Court File and Parties
COURT FILE NO.: CV-21-00658312-0000 DATE: 2023-03-17
SUPERIOR COURT OF JUSTICE - ONTARIO
RE: AARON DIMITRIOUS LAKE, A MINOR, BY HIS LITIGATION GUARDIAN MEHROZ MAHJABIN, Plaintiff AND: TORONTO DISTRICT SCHOOL BOARD, Defendants
BEFORE: Justice Papageorgiou in writing
COUNSEL: Marshall Reinhart for the Plaintiff (marshall@rvlaw.ca) Paul Coven (did not appear) (Paul.koven@tdsb.on.ca)
HEARD: March 17, 2023
Endorsement
The Motion
[1] The plaintiff brings a motion without notice to note the defendant in default.
The Action
[2] The action involves allegations that the defendant the Toronto District School Board (the “TDSB”) breached various duties to the minor plaintiff arising out of virtual learning during the COVID-19 pandemic and the alleged failure of the TDSB to transfer the minor plaintiff to another school. The plaintiff claims damages in the amount of $150,000.
[3] This matter was commenced on March 9, 2021. At that time, the plaintiff was unable to personally serve the defendant because the TDSB was closed due to the COVID-19 pandemic. Although the security guard at TDSB did not accept in person service, it instructed the plaintiff to serve the TDSB’s lawyer, Paul Koven, by email. On March 9, 2021, Mr. Koven advised the plaintiff that he would accept service by email and the Statement of Claim was subsequently served.
[4] Although no Statement of Defence has ever been filed, Mr. Koven attended multiple case conferences in connection with the litigation.
The Fresh as Amended Statement of Claim
[5] The plaintiff has now amended its Statement of Claim following retaining new counsel.
[6] The Fresh as Amended Statement of Claim was emailed to Mr. Koven on December 30, 2022. No Statement of Defence has been filed within the required timelines. The plaintiff attempted to have the TDSB noted in the default but the Registrar rejected the request on the basis that the Fresh as Amended Statement of Claim had to be served in person.
[7] In that regard, r. 26.04(3)(a) of the Rules of Civil Procedure provides that an amended pleading must be served personally where the defendant has not responded to the original pleading. The plaintiff argues that Mr. Koven’s attendance at case conferences constitutes a “response” within the meaning of the rules and therefore, the Statement of Claim did not have to be served personally.
[8] The word “respond” is not defined in the rules, but even if the plaintiff is correct that participation in case conferences constitutes a “response” within the meaning of the rules, the plaintiff cannot succeed on this motion for the following reasons.
[9] Rule 37.07 of the Rules of Civil Procedure states that a notice of motion “shall be served on any party or other person who will be affected by the order sought unless the rules provide otherwise.”
[10] Motions can be made without notice pursuant to r. 37.07(2) of the Rules of Civil Procedure which states “where the nature of the motion or the circumstances render service of the notice of motion impracticable or unnecessary, the court may make an order without notice.”
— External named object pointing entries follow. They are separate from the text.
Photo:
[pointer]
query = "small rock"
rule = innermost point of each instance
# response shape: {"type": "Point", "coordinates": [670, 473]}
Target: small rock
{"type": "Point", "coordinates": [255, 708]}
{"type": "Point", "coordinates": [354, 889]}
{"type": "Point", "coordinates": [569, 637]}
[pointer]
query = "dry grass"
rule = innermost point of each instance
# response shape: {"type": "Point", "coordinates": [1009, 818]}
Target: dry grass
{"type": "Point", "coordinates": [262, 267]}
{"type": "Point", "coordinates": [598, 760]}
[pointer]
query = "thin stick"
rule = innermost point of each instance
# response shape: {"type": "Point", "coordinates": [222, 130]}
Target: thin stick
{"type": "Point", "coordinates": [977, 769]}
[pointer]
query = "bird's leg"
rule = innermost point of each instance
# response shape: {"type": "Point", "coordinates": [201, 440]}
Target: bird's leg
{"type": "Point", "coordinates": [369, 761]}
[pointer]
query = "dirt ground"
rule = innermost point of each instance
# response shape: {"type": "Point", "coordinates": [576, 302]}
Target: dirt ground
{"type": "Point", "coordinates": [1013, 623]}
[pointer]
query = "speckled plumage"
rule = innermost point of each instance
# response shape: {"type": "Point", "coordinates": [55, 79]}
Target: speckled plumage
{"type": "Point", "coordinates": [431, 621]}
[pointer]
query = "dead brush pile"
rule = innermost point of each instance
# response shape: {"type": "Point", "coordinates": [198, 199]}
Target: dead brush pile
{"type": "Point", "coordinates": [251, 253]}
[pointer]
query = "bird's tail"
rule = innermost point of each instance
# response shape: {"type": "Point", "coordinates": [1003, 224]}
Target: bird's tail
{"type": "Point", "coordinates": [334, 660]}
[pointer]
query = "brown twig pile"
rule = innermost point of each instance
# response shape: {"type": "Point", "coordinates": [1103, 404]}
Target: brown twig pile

[11] There is nothing about this motion or its circumstances which render service impracticable or unnecessary. Indeed, given that Mr. Koven has agreed to accept service in the past and has attended case conferences on behalf of the TDSB, it would be a simple matter for the plaintiff to serve the TDSB, through Mr. Koven, with this motion by email.
[12] The relief requested here, if granted, will likely only result in further proceedings. Even motions for default judgment which are technically not required to be served on a defendant noted in default, are routinely ordered to be served on the basis that this is “by far the better practice”: Casa Manila Inc. v Elio Stefano Iannuccilli et al, 2018 ONSC 7083 at para 16.
[13] As noted in Casa Manila, the objective is always to “secure the just, most expeditious and least expensive determination of every civil proceeding on its merits”.
[14] At a case conference in this matter held on June 1, 2022, Justice Koehen stated “This case calls out for a practical solution, not protracted motions, appeals and court hearings.”
[15] While the defendant is required to respond to this proceeding, the process employed by the plaintiff with respect to the Fresh as Amended Statement of Claim will only result in a motion to set aside the noting in default on the basis that the defendant did not receive notice of this motion as required by the rules.
[16] This makes no sense and is contrary to the objectives of the rules.
[17] The motion is dismissed and this endorsement shall be sent to Mr. Koven.